[Cocci] excluding a function from coccinelle transformation

Discussion:

Jeff King

2018-08-24 06:42:29 UTC

In Git's Coccinelle patches, we sometimes want to suppress a
transformation inside a particular function. For example, in finding
conversions of hashcmp() to oidcmp(), we should not convert the call in
oidcmp() itself, since that would cause infinite recursion. We write the
semantic patch like this:

@@
identifier f != oidcmp;
expression E1, E2;
@@
f(...) {...
- hashcmp(E1->hash, E2->hash)
+ oidcmp(E1, E2)
...}

This catches some cases, but not all. For instance, there's one case in
sequencer.c which it does not convert. Now here's where it gets weird.
If I instead use the angle-bracket form of ellipses, like this:

@@
identifier f != oidcmp;
expression E1, E2;
@@
f(...) {<...
- hashcmp(E1->hash, E2->hash)
+ oidcmp(E1, E2)
...>}

then we do generate the expected diff! Here's a much more cut-down
source file that demonstrates the same behavior:

int foo(void)
{
if (1)
if (!hashcmp(x, y))
return 1;
return 0;
}

If I remove the initial "if (1)" then a diff is generated with either
semantic patch (and the particulars of the "if" are not important; the
same thing happens if it's a while-loop. The key thing seems to be that
the code is not in the top-level block of the function).

And here's some double-weirdness. I get those results with spatch 1.0.4,
which is what's in Debian unstable. If I then upgrade to 1.0.6 from
Debian experimental, then _neither_ patch produces any results! Instead
I get:

init_defs_builtins: /usr/lib/coccinelle/standard.h
(ONCE) Expected tokens oidcmp hashcmp hash
Skipping:foo.c

(whereas before, even the failing case said "HANDLING: foo.c").

And then one final check: I built coccinelle from the current tip of
https://github.com/coccinelle/coccinelle (1.0.7-00504-g670b2243).
With my cut-down case, that version generates a diff with either
semantic patch. But for the full-blown case in sequencer.c, it still
only works with the angle brackets.

So my questions are:

- is this a bug in coccinelle? Or I not understand how "..." is
supposed to work here?

(It does seem like there was possibly a separate bug introduced in
1.0.6 that was later fixed; we can probably ignore that and just
focus on the behavior in the current tip of master).

- is there a better way to represent this kind of "transform this
everywhere _except_ in this function" semantic patch? (preferably
one that does not tickle this bug, if it is indeed a bug ;) ).

-Peff

Julia Lawall

2018-08-24 11:04:27 UTC

Permalink

Post by Jeff King
In Git's Coccinelle patches, we sometimes want to suppress a
transformation inside a particular function.

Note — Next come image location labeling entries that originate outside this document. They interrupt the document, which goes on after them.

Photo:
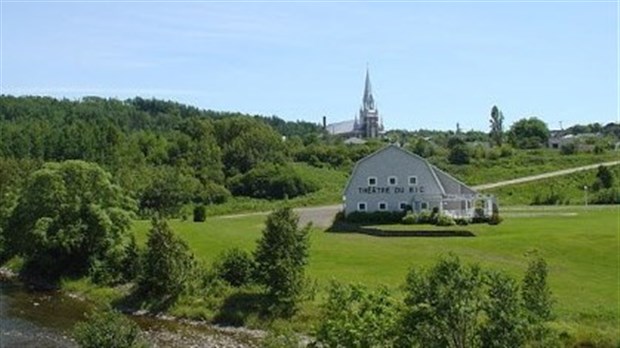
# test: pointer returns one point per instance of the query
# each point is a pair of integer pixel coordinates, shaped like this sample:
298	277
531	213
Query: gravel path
543	176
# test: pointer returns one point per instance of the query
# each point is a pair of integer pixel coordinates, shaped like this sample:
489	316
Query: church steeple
369	100
369	124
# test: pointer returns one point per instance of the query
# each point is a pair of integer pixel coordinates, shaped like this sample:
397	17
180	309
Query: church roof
341	127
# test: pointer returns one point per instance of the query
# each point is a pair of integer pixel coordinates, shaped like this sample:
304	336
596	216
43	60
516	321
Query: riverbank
44	318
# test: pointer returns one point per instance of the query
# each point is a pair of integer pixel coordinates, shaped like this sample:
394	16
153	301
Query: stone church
367	124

For example, in finding
conversions of hashcmp() to oidcmp(), we should not convert the call in
oidcmp() itself, since that would cause infinite recursion. We write the
@@
identifier f != oidcmp;
expression E1, E2;
@@
f(...) {...
- hashcmp(E1->hash, E2->hash)
+ oidcmp(E1, E2)
...}

The problem is with how how ... works. For transformation, A ... B
requires that B occur on every execution path starting with A, unless that
execution path ends up in error handling code.
(eg, if (...) { ... return; }). Here your A is the start if the function.
So you need a call to hashcmp on every path through the function, which
fails when you add ifs.

If you use * (searching) instead of - and + (transformation) it will only
require that a path exists. * is mean for bug finding, where you often
want to find eg whether there exists a path that is missing a free.

If you want the exists behavior with a transformation rule, then you can
put exists at the top of the rule between the initial @@. I don't suggest
this in general, as it can lead to inconsistencies.

What you want is what you ended up using, which is <... P ...> which
allows zero or more occurrences of P.

However, this can all be very expensive, because you are matching paths
through the function definition which you don't really care about. All
you care about here is the name. So another approach is

@@
position p : script:python() { p[0].current_element != "oldcmp" };
expression E1,E2;
@@

- hashcmp(E1->hash, E2->hash)
+ oidcmp(E1, E2)

(I assume that "not equals" is written != in python)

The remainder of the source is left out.